Only 16% of patients waited more than 30 seconds between inhalations, the minimum time needed to complete the recommended steps.

Patients aged 4-11 years were observed to have the highest level of acceptable timing, with 18-29-year-olds having the lowest.

Propeller Health Medical and Clinical Affairs senior vice-president David Stempel said: “Doctors have known for years that many patients do not follow the recommended inhaler instructions. This is the first time we’ve had objective data from digital medicines to observe it outside of the clinic.”

The company’s digital medicine involves the linking of a sensor to the patient’s inhaler. This sensor monitors medication usage and provides the patients with insights such as medication adherence reminders and tips for management of their condition.

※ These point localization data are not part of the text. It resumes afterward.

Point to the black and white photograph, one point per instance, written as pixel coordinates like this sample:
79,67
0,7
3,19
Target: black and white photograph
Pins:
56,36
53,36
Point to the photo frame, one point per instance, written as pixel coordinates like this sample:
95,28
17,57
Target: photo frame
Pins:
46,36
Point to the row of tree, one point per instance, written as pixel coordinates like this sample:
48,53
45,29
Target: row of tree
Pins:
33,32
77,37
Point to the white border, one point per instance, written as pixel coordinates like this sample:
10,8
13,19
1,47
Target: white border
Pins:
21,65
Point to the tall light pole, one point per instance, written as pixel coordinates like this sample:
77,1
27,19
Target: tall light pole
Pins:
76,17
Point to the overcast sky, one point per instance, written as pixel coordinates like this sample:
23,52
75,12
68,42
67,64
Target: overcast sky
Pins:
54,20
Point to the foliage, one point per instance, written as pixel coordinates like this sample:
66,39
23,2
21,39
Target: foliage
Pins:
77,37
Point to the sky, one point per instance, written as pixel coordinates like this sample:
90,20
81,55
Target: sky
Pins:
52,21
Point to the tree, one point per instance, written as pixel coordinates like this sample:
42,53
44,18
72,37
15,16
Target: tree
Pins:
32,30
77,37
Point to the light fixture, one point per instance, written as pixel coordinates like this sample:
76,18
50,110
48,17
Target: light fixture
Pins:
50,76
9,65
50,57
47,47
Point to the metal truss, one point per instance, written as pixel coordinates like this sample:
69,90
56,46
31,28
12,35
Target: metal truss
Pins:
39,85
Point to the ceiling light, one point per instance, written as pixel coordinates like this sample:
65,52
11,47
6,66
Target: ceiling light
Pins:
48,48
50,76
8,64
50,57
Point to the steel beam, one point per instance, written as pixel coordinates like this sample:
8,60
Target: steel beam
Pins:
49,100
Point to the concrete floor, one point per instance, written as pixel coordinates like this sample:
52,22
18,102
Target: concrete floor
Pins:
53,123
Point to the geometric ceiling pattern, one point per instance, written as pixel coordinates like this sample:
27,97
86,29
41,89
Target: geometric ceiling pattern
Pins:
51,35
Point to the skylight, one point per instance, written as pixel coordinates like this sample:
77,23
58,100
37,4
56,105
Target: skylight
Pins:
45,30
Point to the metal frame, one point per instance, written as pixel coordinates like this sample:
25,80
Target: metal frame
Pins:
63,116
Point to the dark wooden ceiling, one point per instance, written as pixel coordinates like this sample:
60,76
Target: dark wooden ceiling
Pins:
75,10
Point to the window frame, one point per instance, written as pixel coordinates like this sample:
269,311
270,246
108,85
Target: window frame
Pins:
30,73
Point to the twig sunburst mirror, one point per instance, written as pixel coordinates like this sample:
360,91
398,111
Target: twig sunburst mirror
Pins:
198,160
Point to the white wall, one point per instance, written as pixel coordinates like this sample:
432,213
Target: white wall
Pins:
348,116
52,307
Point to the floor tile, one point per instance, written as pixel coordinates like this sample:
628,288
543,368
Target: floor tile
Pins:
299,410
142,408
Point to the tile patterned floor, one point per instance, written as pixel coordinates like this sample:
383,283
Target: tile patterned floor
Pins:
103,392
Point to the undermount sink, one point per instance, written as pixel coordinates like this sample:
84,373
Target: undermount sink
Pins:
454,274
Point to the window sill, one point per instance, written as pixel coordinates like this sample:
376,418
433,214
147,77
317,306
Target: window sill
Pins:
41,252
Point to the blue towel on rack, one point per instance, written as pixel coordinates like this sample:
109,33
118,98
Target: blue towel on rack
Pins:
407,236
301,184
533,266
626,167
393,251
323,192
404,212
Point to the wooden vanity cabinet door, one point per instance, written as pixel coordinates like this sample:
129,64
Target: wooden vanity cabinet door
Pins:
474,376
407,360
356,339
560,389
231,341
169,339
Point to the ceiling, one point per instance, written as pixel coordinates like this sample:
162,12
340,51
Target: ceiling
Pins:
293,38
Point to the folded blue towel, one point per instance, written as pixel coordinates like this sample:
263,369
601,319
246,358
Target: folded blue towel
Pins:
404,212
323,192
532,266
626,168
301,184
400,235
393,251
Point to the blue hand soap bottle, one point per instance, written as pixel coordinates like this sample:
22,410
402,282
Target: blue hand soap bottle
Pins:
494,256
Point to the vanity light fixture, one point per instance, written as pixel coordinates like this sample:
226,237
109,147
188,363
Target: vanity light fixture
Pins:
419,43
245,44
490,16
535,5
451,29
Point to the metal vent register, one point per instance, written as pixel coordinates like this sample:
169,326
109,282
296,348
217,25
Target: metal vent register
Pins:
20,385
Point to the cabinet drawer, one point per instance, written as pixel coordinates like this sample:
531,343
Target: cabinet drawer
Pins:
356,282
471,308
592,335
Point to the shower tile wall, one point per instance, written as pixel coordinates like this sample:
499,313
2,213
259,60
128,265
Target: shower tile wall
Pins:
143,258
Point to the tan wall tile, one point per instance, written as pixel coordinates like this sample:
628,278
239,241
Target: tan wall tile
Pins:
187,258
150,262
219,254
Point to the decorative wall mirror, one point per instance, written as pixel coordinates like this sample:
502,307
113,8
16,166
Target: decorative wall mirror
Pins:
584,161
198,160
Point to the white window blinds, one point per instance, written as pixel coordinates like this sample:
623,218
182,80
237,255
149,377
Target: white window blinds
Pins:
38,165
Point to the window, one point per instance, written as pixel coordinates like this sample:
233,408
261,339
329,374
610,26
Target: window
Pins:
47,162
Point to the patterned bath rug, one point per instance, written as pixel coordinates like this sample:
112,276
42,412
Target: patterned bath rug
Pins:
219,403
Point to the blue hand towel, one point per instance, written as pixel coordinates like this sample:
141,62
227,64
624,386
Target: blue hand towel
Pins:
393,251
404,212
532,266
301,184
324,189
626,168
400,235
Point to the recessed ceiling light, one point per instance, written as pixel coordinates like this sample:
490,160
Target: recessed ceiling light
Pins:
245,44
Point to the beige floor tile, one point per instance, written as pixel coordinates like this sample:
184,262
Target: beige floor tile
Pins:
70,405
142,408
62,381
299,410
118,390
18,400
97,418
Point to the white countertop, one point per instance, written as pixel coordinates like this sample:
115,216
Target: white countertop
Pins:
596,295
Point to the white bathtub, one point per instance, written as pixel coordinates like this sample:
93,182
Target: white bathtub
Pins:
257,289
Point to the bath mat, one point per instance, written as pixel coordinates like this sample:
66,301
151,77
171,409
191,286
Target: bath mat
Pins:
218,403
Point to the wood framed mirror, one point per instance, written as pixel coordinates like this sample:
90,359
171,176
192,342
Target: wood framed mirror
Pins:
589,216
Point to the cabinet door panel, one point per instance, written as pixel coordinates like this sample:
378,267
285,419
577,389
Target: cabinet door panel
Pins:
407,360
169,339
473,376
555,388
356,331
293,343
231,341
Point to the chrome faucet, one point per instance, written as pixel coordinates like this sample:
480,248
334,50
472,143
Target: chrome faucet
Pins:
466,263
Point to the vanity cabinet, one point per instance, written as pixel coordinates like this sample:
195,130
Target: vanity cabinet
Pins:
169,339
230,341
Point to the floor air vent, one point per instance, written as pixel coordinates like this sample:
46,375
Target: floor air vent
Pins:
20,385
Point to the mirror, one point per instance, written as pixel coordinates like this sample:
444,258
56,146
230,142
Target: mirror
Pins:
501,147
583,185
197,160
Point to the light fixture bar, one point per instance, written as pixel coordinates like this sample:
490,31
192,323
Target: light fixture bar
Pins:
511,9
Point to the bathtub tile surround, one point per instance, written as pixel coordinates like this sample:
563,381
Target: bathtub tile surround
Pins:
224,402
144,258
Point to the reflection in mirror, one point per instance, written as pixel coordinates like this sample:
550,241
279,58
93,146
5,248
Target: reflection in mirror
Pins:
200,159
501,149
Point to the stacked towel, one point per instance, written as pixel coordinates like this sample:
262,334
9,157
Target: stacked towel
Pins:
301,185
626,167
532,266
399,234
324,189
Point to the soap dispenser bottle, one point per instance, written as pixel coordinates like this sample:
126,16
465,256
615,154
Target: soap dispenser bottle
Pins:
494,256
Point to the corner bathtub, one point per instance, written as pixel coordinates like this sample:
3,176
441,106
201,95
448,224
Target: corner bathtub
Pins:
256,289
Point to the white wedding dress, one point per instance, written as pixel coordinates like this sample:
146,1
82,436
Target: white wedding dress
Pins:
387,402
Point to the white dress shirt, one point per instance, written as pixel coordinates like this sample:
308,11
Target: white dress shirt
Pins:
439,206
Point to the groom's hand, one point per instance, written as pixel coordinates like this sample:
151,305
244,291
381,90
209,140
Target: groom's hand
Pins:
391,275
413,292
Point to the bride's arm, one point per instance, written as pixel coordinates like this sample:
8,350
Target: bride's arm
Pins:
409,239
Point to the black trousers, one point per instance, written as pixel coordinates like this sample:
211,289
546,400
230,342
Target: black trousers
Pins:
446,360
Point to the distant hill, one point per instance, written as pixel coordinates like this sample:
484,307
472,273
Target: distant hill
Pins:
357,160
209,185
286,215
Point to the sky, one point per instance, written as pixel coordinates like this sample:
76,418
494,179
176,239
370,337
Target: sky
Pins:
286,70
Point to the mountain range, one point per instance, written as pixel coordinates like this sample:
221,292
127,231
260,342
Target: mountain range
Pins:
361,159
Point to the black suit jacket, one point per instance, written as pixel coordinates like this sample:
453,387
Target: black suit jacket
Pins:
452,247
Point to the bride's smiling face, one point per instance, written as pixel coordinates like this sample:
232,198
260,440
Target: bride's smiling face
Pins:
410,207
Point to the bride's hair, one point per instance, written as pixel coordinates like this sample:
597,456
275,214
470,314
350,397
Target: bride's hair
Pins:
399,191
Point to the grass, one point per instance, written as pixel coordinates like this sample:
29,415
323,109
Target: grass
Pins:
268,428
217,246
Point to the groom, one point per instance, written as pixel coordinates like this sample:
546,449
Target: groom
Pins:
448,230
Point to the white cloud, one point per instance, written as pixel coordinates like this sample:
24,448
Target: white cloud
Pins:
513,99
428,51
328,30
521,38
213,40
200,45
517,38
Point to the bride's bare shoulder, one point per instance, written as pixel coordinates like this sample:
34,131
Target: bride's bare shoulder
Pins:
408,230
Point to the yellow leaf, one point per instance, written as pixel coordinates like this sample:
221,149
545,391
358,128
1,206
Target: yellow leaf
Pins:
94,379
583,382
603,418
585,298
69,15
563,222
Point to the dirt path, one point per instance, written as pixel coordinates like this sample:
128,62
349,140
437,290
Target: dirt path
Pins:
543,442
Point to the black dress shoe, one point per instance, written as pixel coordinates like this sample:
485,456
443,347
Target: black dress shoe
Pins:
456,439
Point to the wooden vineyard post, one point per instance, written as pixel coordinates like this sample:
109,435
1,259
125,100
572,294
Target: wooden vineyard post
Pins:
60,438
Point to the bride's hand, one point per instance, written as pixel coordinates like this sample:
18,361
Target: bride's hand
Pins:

Stempel added: “Digital medicines have the potential to not only assess inhaler technique in real-time but also notify a patient when they’re not using the inhaler properly and provide education and sources for training, which goes beyond what a clinician can do for the patient day-to-day.”

Data from the study has been published in The Journal of Allergy and Clinical Immunology.

Earlier this week, an international comaprative study found that the UK has the highest death rate from asthma in Europe across three age groups; ten to 14, 15 to 19 and 20 to 24. This figure is said to be around twice as high as the next worse country in Europe, Ireland.